I thought when Bohannan told me about it five minutes ago, that meant Dern had mentioned it to him.
Not everybody.
“Wait, what?” I demanded.
He jerked away from the counter when I made to stomp out again.
“Don’t,” he ordered tersely, holding up a hand. “It’s Dern. You had to know that was not a good call.”
“No, I had to do something.”
“No, you didn’t.”
“Yes, I did.”
“Larue.”
“Bohannan.”
He glowered at me.
Another aside, I’d started it, he’d jumped on board, and now we’d fallen into the habit of calling each other by our last names.
I’d always loved my first name. It was the only good thing my mother and father gave me. I used it to concoct extravagant fantasies when I was a little girl about living in Paris and wearing fabulous clothes and eating croissants and dating artists who wore berets. These fantasies took me away from the neglect and loneliness that limned my childhood.
But the way his growly voice wrapped around Larue, I hoped he never again called me Delphine.
He leaned back against the counter, resumed his crossed-arm pose and shared, “I had to inform the FBI. They were about as happy you did that as I am.”
“I—”
“You are very, very safe here.”
With this new tone to his voice—low and purring and dangerous and exciting—I was transfixed.
“You might not be as safe somewhere else,” he went on. “Cut the crap, and for Christ’s sake, lay low.”
“I was speaking to the sheriff, and I told him that was an anonymous gesture. He promised me he would keep it to himself.”

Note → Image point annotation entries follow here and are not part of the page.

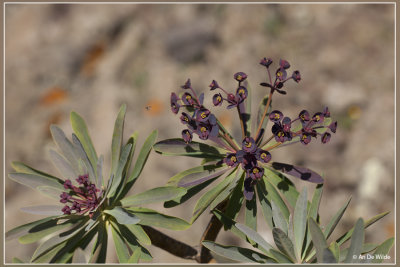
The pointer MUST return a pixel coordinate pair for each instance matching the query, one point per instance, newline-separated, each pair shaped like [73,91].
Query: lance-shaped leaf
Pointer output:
[48,210]
[284,244]
[123,216]
[208,197]
[298,172]
[300,221]
[383,250]
[116,143]
[236,253]
[34,181]
[178,147]
[158,194]
[153,218]
[81,131]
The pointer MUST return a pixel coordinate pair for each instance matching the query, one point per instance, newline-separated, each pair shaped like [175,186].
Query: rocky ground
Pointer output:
[92,58]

“You were talking to Dern. He’s in deep shit because he’s got a predator on his patch who mutilated a little girl, so he’s gonna use everything he can to make that shit stink less, and he threw you right under that bus. Just you living in town is enough to turn people’s minds. The fact you stepped up like that gives it warmth he’s not getting. Me and Jace and Jess and David did what we could to get the word spread that you’re here because you wanted a private retreat, away from people who treat you like a celebrity. Most folks in this town are gonna be good with that. They’ll go to the mat to keep quiet and make things normal for you. But most folks are not all of them, and some of that rest would sell their grandmother’s used underwear if they thought it’d get them a few bucks.”
I made a face. “Gross.”
“You, of all people, know I’m right.”
I did.
My eyeballs studied the ceiling.
“It’s a little freaky how much you remind me of Celeste.”
I focused on him. “What a nice thing to say.”

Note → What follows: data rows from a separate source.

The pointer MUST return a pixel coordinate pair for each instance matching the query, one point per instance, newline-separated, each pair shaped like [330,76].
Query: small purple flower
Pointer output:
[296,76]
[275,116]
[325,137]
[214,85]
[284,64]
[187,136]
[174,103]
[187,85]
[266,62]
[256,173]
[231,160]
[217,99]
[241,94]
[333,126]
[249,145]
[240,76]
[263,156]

“I meant it in the way you act like a teenager.”
“I’m deciding to take that as you find me girlish, which I’ve further decided to take as a compliment.”
“Of course you have.”
“If you’re grouchy because your son stole all the cupcakes, don’t take it out on me. You know where he lives.”
He tipped his head back and I liked the way he studied the ceiling a lot better than how I did it.
One last important note, Cade Bohannan looked absurdly incredible in a turtleneck.
“Speaking of your sons, where’s your other one?”
He righted his head and stated baldly, “Searching for a girl to bury his troubles in.”
My mouth tightened.
“We had a convo. He told me to fuck off.”
“Your daughter said much the same thing, and she was suspended for a week and grounded for two,” I pointed out.
(Yes, I’d learned quite a bit about the Bohannans, that happened when you fed people—the patriarch might not be a font of information, but food loosened his kids’ lips, or at least it did Jason’s.)